UNHCR - Migliaia di profughi dal Camerun chiedono asilo in Nigeria

UNHCR
L’UNHCR, l’Agenzia ONU per i Rifugiati, in collaborazione con le autorità locali, sta fornendo assistenza alle persone richiedenti asilo e protezione provenienti dal Camerun, arrivate nel sud est della Nigeria in quest’ultimo mese. A partire dall’inizio di ottobre in migliaia sono fuggiti dalle regioni anglofone del Camerun e sono arrivati in Nigeria.
Profughi camerunensi al confine con la Nigeria
Nel sud ovest del Paese, finora l’UNHCR insieme alle autorità nigeriane, e con l’aiuto di partner locali, ha registrato 2.000 persone. Altre 3.000 aspettano di essere registrate e altre ancora potrebbero essere bloccate nelle foreste in Camerun al confine con la Nigeria, nel tentativo di attraversare il confine.

L’UNHCR e la “Commissione Nazionale per i Rifugiati, i Migranti e gli Sfollati Interni” (NCFRMI) stanno distribuendo beni di prima necessità al confine con il River State in Nigeria. Stanno inoltre realizzando missioni congiunte per valutare la situazione e registrare le persone appena arrivate.

L’UNHCR ha inoltre distribuito beni di prima necessità, quali materassini e coperte, zanzariere, utensili per cucinare, kit igienici e 40 tonnellate di cibo.

L’UNHCR continuerà a distribuire materiali di prima necessità in altre località nel corso di questa settimana.
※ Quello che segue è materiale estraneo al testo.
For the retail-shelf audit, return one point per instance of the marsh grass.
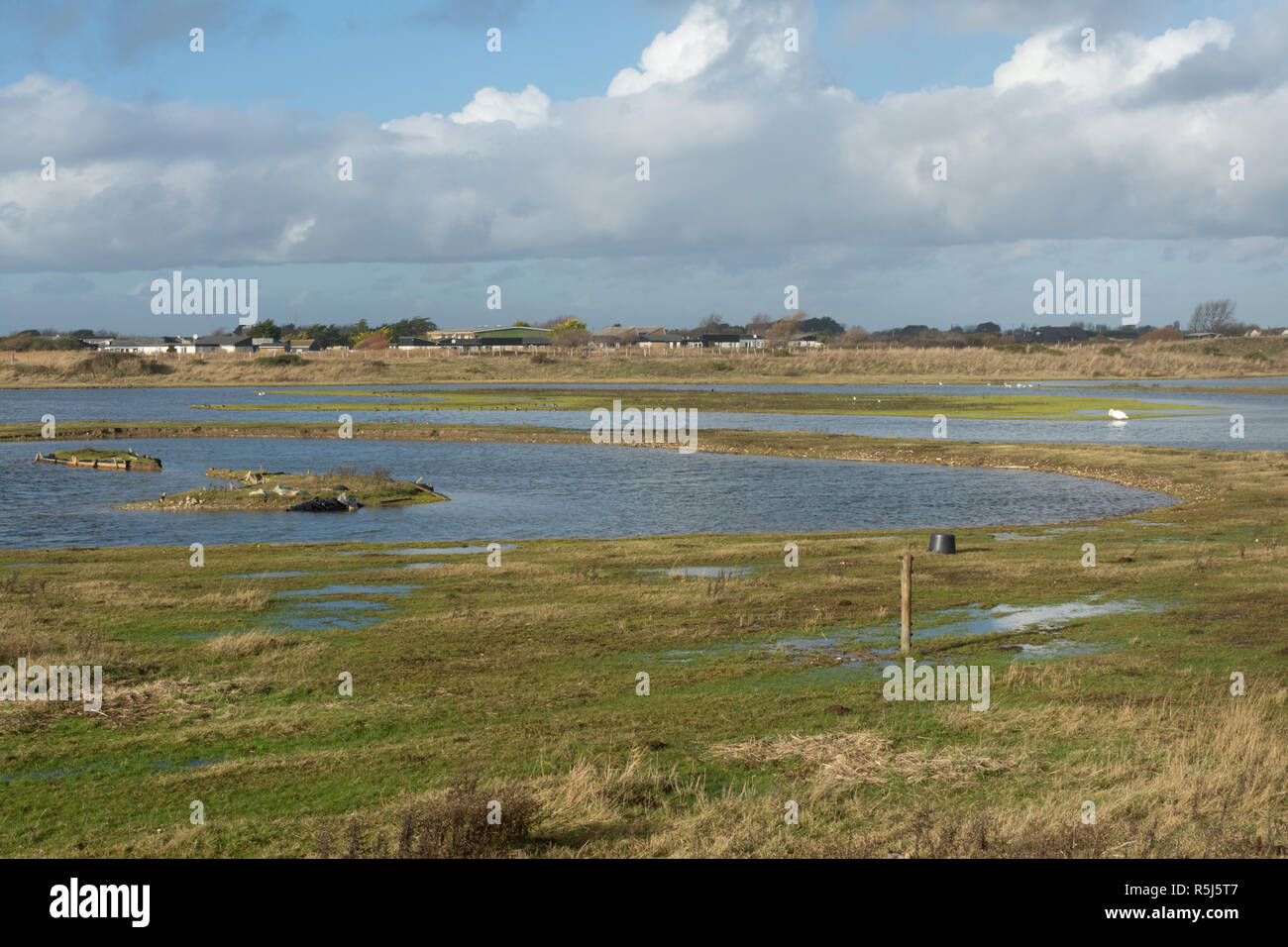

L’UNHCR sta lavorando ad un piano d’emergenza insieme al governo nigeriano e altre agenzie ONU per fornire assistenza umanitaria alle 40.000 persone che si prevede attraverseranno il confine. L’UNHCR teme però che questo numero possa essere una sottostima se la situazione di instabilità politica in Camerun si protrarrà nel tempo.

La Nigeria e il Camerun sono già alle prese con una delle peggiori crisi umanitarie degli ultimi tempi con 2,5 milioni di persone che hanno abbandonato le proprie case nella regione del lago Chad a causa dell’insurrezione di Boko Haram. Il recente afflusso di richiedenti asilo camerunensi in Nigeria mette a dura prova la comunità internazionale e aggrava la già difficile situazione nella regione.